The Snug opened by the train station in August 2012 and was the North West's first micropub: one room, five real ales, no TV, no gaming machines, no loud music. The idea is that you talk to each other instead. There's usually a Best Bitter from Lakes Brew Co, over the border in Cumbria, on the bar.
It isn't the only one. Taps on the Green, five minutes' walk from the brewery that supplies it, is run by the local Q Brew and pours five of its own beers — Thunderbolt, Full Ahead, and Galactic Storm 2, which climbs to six percent. Also no food, also one room. For a roaring fire and well-kept ale there's The Shovel Inn, and opposite the railway station stands the Royal Station Hotel, which became "Royal" in 1900 after the Duke of York — later George V — stopped there on a shooting trip.
The bookshop is the other landmark. Carnforth Bookshop has been going since 1977, spread across three floors and a warren of rooms, selling new, second-hand and antiquarian books alongside maps, toys, stationery and art materials.

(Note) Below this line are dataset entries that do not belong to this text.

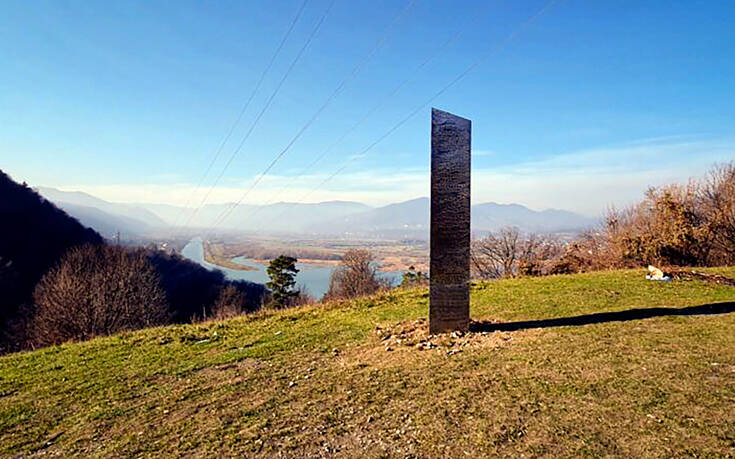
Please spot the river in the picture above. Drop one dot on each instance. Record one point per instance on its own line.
(315, 278)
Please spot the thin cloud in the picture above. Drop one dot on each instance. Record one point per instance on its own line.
(585, 181)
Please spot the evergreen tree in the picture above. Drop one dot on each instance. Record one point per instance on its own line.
(282, 272)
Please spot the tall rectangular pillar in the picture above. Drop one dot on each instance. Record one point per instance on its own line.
(449, 304)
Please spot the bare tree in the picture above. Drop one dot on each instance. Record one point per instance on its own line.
(356, 276)
(97, 290)
(717, 201)
(231, 302)
(509, 253)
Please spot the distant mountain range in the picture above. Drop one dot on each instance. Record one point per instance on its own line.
(409, 219)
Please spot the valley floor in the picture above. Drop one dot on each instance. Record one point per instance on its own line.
(654, 378)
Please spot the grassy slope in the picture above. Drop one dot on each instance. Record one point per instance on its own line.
(663, 386)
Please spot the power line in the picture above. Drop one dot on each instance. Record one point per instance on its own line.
(244, 108)
(494, 50)
(326, 103)
(369, 113)
(263, 110)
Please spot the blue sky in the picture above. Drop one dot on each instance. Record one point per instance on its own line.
(583, 108)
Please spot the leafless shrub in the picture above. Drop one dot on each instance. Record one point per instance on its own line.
(717, 203)
(230, 303)
(510, 253)
(357, 275)
(666, 228)
(96, 290)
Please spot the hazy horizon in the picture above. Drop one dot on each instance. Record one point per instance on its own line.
(574, 106)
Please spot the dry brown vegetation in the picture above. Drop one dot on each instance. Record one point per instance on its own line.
(601, 364)
(356, 276)
(97, 290)
(674, 225)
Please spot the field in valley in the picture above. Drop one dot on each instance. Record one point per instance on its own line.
(391, 255)
(597, 365)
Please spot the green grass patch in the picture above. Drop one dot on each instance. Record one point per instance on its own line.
(317, 381)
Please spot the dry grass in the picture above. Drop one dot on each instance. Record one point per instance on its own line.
(318, 381)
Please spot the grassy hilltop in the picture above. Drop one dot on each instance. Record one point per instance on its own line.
(360, 379)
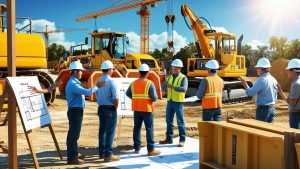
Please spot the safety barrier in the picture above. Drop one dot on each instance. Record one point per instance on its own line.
(247, 144)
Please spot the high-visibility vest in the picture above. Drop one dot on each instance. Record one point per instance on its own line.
(213, 94)
(141, 100)
(172, 94)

For food you head out of town to Greenlands Farm Village at Tewitfield, which has a butcher working local meat, a cheese counter and a Gourmet Pantry of jams, chutneys and lemon-infused olive oil. The farm itself is the rainy-day answer for families — 120-odd animals including pygmy goats and Kune-Kune pigs, a play barn, laser tag and a café, most of it under cover.
Walking starts at the water. Pick up the Lancaster Canal towpath on Kellet Road, just east of the centre, and follow it towards Morecambe Bay with the Lake District fells ahead; the circular loop south-west towards Bolton-le-Sands runs about 5.8 miles. Just outside town, Warton Crag is a limestone hill with peregrines, rare butterflies and views over the whole bay.

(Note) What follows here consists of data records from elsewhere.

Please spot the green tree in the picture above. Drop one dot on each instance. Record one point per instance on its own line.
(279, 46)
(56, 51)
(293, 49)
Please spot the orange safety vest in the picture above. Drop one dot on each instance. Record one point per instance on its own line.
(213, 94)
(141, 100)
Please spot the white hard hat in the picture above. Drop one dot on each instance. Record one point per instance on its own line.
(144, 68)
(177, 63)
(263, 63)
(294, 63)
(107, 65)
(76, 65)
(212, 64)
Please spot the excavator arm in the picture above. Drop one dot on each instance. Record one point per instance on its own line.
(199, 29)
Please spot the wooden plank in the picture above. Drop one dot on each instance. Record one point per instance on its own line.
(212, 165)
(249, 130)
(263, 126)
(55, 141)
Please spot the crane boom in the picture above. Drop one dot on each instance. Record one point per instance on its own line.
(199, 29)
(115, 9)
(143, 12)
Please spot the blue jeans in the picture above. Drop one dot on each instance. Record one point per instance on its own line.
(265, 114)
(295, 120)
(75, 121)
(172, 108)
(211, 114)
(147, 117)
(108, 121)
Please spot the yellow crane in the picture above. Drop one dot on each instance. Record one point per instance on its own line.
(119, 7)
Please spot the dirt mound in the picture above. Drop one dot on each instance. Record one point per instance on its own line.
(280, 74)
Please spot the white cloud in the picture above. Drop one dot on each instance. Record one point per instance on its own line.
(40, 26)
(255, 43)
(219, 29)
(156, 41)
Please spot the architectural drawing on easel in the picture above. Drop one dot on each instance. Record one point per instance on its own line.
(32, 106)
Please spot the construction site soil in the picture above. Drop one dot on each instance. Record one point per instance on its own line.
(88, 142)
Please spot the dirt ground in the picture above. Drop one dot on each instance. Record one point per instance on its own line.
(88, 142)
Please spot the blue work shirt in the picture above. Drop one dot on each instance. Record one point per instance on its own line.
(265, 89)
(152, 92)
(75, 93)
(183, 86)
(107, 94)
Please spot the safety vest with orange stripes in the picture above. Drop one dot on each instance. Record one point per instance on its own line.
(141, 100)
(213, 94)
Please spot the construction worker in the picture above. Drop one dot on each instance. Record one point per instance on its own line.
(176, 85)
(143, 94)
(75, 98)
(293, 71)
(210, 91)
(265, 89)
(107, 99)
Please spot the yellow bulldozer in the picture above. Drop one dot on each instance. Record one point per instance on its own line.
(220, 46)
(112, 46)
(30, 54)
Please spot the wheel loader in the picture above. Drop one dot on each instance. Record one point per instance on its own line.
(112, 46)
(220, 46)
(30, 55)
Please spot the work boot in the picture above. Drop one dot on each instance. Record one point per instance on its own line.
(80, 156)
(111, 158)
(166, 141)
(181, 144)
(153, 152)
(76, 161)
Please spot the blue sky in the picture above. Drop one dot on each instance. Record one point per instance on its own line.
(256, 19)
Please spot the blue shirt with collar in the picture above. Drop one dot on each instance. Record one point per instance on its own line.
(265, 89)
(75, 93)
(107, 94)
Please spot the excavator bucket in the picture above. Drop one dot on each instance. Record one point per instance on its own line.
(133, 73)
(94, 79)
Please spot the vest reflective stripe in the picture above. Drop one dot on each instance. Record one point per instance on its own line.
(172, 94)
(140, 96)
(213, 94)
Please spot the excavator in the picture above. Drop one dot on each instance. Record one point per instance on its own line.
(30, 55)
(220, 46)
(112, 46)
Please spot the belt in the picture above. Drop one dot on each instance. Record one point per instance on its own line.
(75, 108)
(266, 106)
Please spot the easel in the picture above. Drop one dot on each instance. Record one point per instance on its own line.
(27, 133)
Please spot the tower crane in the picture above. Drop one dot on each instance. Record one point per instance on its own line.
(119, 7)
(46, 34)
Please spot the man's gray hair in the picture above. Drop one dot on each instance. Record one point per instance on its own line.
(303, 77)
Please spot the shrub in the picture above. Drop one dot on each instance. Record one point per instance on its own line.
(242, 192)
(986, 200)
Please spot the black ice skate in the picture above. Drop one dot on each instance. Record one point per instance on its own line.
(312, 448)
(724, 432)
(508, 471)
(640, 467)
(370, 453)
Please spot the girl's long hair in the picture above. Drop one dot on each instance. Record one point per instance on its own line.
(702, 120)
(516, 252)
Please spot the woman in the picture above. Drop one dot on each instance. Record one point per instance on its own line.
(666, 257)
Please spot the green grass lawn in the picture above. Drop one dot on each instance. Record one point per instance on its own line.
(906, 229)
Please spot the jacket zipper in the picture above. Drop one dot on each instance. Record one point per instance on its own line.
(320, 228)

The town itself is a product of iron and rail. Domesday recorded it as Chreneforde, with no people, no plough teams and a value of nothing: waste. It stayed a small rural spot for another eight centuries. The ironworks arrived in the 1860s — Henry Bessemer was among the shareholders — and Carnforth grew into the junction of three railways before the main-line platforms closed in 1970.
The engine shed, built partly by Italian prisoners of war, was the last steam depot in Britain to close, in August 1968. Enthusiasts led by Dr Peter Beet formed a company to save it, and it now runs steam charters on the national network.

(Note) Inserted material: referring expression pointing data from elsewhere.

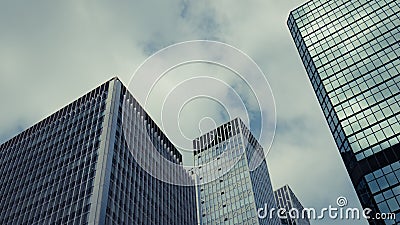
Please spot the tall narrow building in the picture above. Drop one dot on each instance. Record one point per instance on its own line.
(81, 166)
(287, 200)
(350, 50)
(233, 178)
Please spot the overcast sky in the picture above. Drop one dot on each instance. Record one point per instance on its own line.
(52, 52)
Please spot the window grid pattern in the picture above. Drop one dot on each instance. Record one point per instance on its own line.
(351, 53)
(356, 53)
(135, 196)
(384, 184)
(229, 192)
(47, 171)
(286, 199)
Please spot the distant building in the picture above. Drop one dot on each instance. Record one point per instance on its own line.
(351, 52)
(230, 192)
(77, 166)
(286, 199)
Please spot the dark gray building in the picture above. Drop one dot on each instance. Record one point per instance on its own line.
(233, 178)
(80, 166)
(287, 200)
(350, 50)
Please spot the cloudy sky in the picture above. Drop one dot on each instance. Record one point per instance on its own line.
(52, 52)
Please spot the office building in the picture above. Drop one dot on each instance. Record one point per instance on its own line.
(81, 165)
(233, 179)
(293, 213)
(350, 50)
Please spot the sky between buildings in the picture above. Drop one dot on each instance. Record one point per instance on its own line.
(52, 52)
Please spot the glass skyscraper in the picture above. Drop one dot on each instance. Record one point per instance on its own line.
(231, 188)
(286, 199)
(350, 50)
(78, 166)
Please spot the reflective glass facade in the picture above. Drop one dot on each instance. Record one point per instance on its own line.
(351, 50)
(286, 199)
(77, 167)
(229, 191)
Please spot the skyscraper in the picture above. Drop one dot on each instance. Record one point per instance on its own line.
(350, 50)
(286, 199)
(81, 165)
(232, 176)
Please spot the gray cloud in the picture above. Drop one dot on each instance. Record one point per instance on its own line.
(54, 51)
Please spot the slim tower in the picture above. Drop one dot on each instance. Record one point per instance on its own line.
(233, 179)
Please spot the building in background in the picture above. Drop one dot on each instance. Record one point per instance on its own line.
(233, 178)
(80, 166)
(286, 199)
(350, 50)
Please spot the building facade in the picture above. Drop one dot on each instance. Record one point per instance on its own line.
(350, 50)
(287, 200)
(231, 189)
(81, 166)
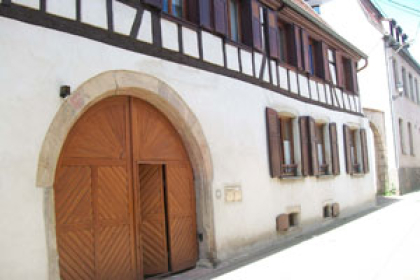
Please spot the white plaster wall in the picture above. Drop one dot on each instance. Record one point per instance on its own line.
(29, 88)
(373, 81)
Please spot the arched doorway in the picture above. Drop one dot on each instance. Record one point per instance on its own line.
(124, 195)
(381, 162)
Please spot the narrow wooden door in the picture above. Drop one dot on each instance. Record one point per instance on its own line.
(153, 222)
(181, 216)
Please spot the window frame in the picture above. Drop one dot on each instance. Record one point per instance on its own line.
(404, 80)
(238, 21)
(354, 144)
(410, 138)
(288, 169)
(170, 11)
(323, 167)
(402, 137)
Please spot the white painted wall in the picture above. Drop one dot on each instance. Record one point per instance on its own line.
(409, 111)
(231, 113)
(349, 20)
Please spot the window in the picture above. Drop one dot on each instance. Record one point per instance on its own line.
(320, 146)
(410, 138)
(332, 65)
(410, 79)
(282, 42)
(286, 140)
(356, 150)
(353, 151)
(311, 56)
(348, 75)
(174, 7)
(262, 26)
(395, 70)
(402, 140)
(234, 20)
(404, 77)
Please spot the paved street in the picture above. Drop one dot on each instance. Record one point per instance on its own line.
(384, 244)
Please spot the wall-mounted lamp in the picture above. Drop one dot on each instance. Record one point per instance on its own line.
(400, 90)
(64, 91)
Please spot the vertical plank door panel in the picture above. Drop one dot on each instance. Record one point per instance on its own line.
(181, 216)
(153, 225)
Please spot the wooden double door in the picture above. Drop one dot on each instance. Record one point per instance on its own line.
(124, 196)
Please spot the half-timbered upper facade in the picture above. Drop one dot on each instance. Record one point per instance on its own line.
(162, 134)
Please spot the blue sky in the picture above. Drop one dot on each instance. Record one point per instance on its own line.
(407, 15)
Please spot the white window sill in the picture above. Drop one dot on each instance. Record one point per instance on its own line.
(292, 178)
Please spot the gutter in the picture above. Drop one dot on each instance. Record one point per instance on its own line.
(329, 30)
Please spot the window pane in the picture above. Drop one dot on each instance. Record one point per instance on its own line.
(166, 6)
(282, 44)
(177, 8)
(320, 154)
(311, 59)
(331, 57)
(333, 73)
(234, 22)
(287, 152)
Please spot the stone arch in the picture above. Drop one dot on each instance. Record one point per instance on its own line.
(381, 161)
(165, 99)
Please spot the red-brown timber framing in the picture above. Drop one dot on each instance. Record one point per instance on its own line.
(286, 14)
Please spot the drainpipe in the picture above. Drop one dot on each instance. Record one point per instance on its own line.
(388, 58)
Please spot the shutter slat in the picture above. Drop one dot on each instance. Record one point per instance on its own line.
(205, 8)
(274, 146)
(256, 26)
(220, 16)
(313, 147)
(363, 141)
(334, 149)
(347, 149)
(304, 142)
(273, 35)
(305, 51)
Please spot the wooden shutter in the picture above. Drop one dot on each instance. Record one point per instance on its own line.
(323, 63)
(334, 149)
(154, 3)
(305, 51)
(313, 147)
(304, 142)
(181, 216)
(204, 9)
(274, 143)
(340, 69)
(354, 76)
(256, 26)
(347, 149)
(363, 142)
(220, 16)
(294, 51)
(273, 35)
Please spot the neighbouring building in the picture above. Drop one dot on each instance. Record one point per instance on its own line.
(143, 138)
(389, 86)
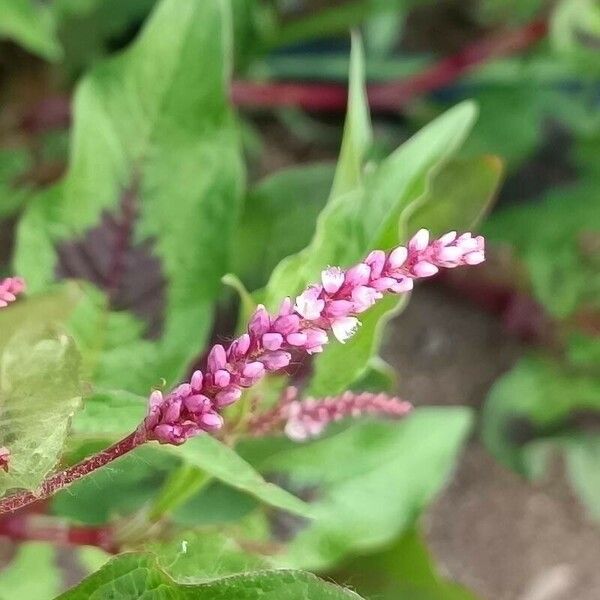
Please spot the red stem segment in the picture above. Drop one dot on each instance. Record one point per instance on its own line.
(392, 95)
(65, 478)
(54, 112)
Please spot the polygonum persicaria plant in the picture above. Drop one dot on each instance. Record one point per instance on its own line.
(330, 307)
(10, 288)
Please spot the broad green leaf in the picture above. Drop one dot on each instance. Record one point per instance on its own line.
(396, 463)
(575, 31)
(563, 268)
(30, 24)
(13, 163)
(109, 415)
(197, 557)
(216, 504)
(154, 137)
(121, 489)
(89, 28)
(140, 576)
(16, 580)
(358, 134)
(206, 453)
(402, 571)
(293, 272)
(53, 308)
(279, 218)
(39, 393)
(582, 458)
(534, 401)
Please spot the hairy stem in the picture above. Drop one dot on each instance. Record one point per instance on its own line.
(62, 479)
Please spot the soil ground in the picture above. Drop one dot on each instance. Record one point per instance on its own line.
(503, 537)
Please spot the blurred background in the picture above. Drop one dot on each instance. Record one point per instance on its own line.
(518, 339)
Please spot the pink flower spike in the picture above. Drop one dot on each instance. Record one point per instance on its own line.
(196, 403)
(344, 328)
(254, 370)
(217, 358)
(4, 458)
(196, 381)
(424, 269)
(398, 257)
(10, 288)
(419, 241)
(364, 297)
(358, 275)
(260, 322)
(275, 361)
(402, 286)
(447, 238)
(376, 260)
(222, 378)
(228, 396)
(333, 279)
(272, 341)
(333, 304)
(339, 308)
(309, 305)
(286, 307)
(474, 258)
(212, 420)
(296, 339)
(287, 324)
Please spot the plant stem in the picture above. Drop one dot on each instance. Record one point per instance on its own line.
(391, 95)
(27, 527)
(65, 478)
(54, 112)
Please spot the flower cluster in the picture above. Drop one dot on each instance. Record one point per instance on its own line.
(303, 326)
(10, 288)
(301, 420)
(4, 458)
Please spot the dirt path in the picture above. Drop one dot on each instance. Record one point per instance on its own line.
(503, 537)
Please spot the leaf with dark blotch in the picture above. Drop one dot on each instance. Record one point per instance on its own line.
(149, 203)
(128, 271)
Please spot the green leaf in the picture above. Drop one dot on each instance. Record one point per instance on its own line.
(206, 453)
(358, 134)
(16, 580)
(292, 273)
(393, 462)
(575, 31)
(403, 571)
(109, 415)
(582, 458)
(460, 195)
(31, 25)
(154, 134)
(13, 163)
(139, 575)
(534, 401)
(197, 557)
(279, 219)
(561, 261)
(39, 392)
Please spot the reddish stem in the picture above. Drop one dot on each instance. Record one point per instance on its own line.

Then there's the station. In February 1945 David Lean filmed Brief Encounter here, and Celia Johnson and Trevor Howard kiss beneath the platform clock — a clock made by Joyce of Whitchurch and hung in 1895. It was thought lost when the station fell derelict, until Alan Smith tracked down the original workings, hands, faces and pendulum at a dealer in Twickenham and paid to restore it.
The heritage centre recreated the 1940s refreshment room to match the studio set, down to the tea and cakes, and a small cinema plays the film on a loop. The clock came back to the platform in 2026, eighty years after the film — with, as Northern's Owain Roberts put it, "fans of the film travelling from far and wide to see it."